The Geats work for ten days on the tower near the sea to be used as Beowulf’s tomb. His ashes are sealed within it, along with the treasure. Twelve of the bravest Geats ride around the tower, telling the stories of Beowulf’s glory and of their own sorrow.
Discussion and Analysis
Beowulf, a lonely man, strives for glory during his life, and at his death is remembered as a worthy man. Yet, it is a young man whom he had commanded who tells the people how to carry out Beowulf’s final instructions. There is no wife, no child, no kinsman, no friend to do so. Beowulf led a successful life as far as his victories and the 50 years of his rule, but he led a solitary life, apparently not by choice since he mentions ruefully several times that he has neither son nor heir to whom he can leave his possessions.

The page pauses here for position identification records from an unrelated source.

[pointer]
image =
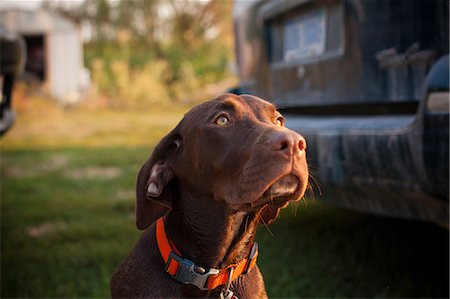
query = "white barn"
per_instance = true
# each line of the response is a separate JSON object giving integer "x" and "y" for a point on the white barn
{"x": 54, "y": 50}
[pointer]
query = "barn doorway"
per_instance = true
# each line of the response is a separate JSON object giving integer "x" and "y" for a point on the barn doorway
{"x": 36, "y": 58}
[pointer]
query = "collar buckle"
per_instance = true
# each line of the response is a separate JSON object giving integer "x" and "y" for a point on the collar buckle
{"x": 189, "y": 273}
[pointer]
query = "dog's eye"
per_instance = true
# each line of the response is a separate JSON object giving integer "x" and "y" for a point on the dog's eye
{"x": 222, "y": 120}
{"x": 280, "y": 121}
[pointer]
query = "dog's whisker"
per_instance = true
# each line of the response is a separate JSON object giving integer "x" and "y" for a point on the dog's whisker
{"x": 265, "y": 225}
{"x": 314, "y": 180}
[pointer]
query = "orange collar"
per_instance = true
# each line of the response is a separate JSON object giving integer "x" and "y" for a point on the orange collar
{"x": 188, "y": 272}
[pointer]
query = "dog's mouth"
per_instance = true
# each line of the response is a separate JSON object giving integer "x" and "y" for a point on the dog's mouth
{"x": 277, "y": 194}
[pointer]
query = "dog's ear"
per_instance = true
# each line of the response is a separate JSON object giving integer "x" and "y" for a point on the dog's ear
{"x": 269, "y": 214}
{"x": 153, "y": 188}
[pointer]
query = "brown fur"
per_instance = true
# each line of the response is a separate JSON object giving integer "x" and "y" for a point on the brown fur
{"x": 212, "y": 182}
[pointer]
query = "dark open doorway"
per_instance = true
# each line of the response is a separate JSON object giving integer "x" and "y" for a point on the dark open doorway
{"x": 36, "y": 57}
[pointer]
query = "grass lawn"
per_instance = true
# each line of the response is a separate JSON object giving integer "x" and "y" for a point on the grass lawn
{"x": 67, "y": 219}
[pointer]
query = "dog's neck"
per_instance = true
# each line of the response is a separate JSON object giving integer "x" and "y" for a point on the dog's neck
{"x": 209, "y": 233}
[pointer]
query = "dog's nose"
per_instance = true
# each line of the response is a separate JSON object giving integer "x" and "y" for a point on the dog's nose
{"x": 288, "y": 142}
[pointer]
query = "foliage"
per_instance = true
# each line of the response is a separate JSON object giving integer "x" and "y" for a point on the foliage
{"x": 166, "y": 50}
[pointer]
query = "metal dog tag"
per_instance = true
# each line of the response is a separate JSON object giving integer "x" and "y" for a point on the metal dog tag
{"x": 227, "y": 294}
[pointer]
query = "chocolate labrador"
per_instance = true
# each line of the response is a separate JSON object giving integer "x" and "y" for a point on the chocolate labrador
{"x": 229, "y": 165}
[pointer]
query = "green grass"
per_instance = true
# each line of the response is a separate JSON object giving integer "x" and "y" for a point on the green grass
{"x": 83, "y": 227}
{"x": 67, "y": 220}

While it is evident he led an exemplary life by Anglo-Saxon standards, and one to be emulated, modern standards lead the reader to believe his funeral and his passing were sad in more ways than one. Wiglaf uses the armor his father kept for him to defend a man he felt should not have risked his life to slay a dragon. But yet, Beowulf felt there was more glory in fame after death, and so, gave his life to kill the dragon. While Beowulf died as he chose, Wiglaf questions if this was a wise decision. His people are weeping, leaderless, and in danger of imminent attack as soon as their enemies hear of their leader’s death. Was their king’s decision made to save his people or for his own, solitary glory?